Review: David Beattie




This is the first sound you hear when entering the never before seen Monumnents Room in Mary’s Hall. You are absorbed by the entire room, with it being very busy. It is in an old crypt with beautiful old stone walls.

There is a representation of the moon composed of two shapes, one yellow and the other green, mounted on a three-panel green board. However, the invigilator showed us how the yellow spotlight is all that makes the larger shape appear green, when in reality the shape is blue. This plays on ideas of misperception, depending on your perspective and knowledge.

A transmitter projects a signal towards the green panel to the representation of the moon and the signal bounces back, put through a heart rate monitor. The monitor beeps at the average rate of a heart, determined by the distance from transmitter to board, i.e. the time taken for the signal to bounce back and forth. This introduces the theme of mortality to the work.

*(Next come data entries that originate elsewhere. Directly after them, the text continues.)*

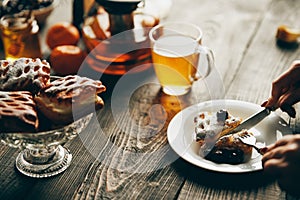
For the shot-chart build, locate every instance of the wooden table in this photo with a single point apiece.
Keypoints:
(127, 155)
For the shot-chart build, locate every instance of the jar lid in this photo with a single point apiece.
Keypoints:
(119, 6)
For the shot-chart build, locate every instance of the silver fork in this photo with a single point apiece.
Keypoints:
(251, 141)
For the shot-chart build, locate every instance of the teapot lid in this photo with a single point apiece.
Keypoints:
(119, 6)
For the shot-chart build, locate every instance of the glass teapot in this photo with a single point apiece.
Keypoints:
(116, 37)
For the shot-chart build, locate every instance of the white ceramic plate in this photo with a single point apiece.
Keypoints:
(181, 133)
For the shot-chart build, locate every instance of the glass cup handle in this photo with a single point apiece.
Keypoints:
(209, 55)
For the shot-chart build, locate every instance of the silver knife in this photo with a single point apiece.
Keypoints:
(253, 120)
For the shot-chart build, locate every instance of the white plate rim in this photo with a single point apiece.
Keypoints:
(177, 138)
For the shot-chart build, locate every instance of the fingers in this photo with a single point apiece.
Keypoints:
(284, 85)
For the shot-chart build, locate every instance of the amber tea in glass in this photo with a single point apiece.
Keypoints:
(19, 34)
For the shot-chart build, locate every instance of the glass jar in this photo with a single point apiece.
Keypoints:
(117, 37)
(19, 34)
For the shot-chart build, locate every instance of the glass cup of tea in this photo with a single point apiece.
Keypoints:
(176, 53)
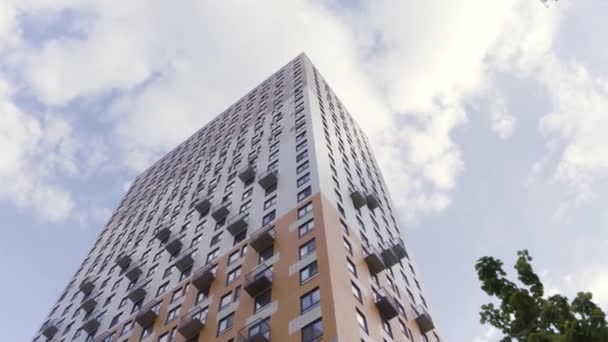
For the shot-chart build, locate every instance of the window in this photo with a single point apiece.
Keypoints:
(310, 300)
(308, 272)
(262, 300)
(307, 248)
(232, 275)
(356, 291)
(304, 210)
(225, 301)
(351, 267)
(362, 321)
(268, 217)
(173, 314)
(304, 193)
(305, 228)
(313, 331)
(225, 324)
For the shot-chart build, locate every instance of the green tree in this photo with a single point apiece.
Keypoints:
(525, 314)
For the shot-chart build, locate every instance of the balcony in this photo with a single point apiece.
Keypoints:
(185, 259)
(92, 321)
(163, 233)
(203, 206)
(268, 179)
(147, 314)
(192, 323)
(51, 328)
(124, 260)
(258, 280)
(204, 277)
(424, 320)
(89, 302)
(258, 331)
(220, 211)
(237, 223)
(358, 198)
(372, 201)
(387, 305)
(262, 239)
(247, 173)
(87, 286)
(373, 258)
(134, 271)
(174, 245)
(138, 291)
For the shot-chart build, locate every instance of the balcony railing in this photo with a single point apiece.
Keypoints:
(51, 328)
(220, 211)
(358, 197)
(148, 314)
(163, 233)
(204, 277)
(373, 258)
(386, 303)
(185, 259)
(175, 244)
(258, 331)
(268, 179)
(423, 319)
(138, 291)
(89, 302)
(124, 260)
(258, 280)
(203, 206)
(192, 323)
(92, 321)
(134, 271)
(262, 239)
(237, 223)
(87, 285)
(247, 173)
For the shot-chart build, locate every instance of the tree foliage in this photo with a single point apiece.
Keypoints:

The piece mimics a project called ‘Project Diana’ in 1946 – the first attempt to measure the distance from the earth to the moon. Also, coincidentally we discovered that the invigilator (Richard, who was super nice 🙂 and very well-informed) has a pacemaker himself. This was incredible that of all the invigilators, Richard was chosen to invigilate this work!

Beattie’s work can be seen in the Monuments Room in St Mary’s Hall throughout Arts Week. It is a must see.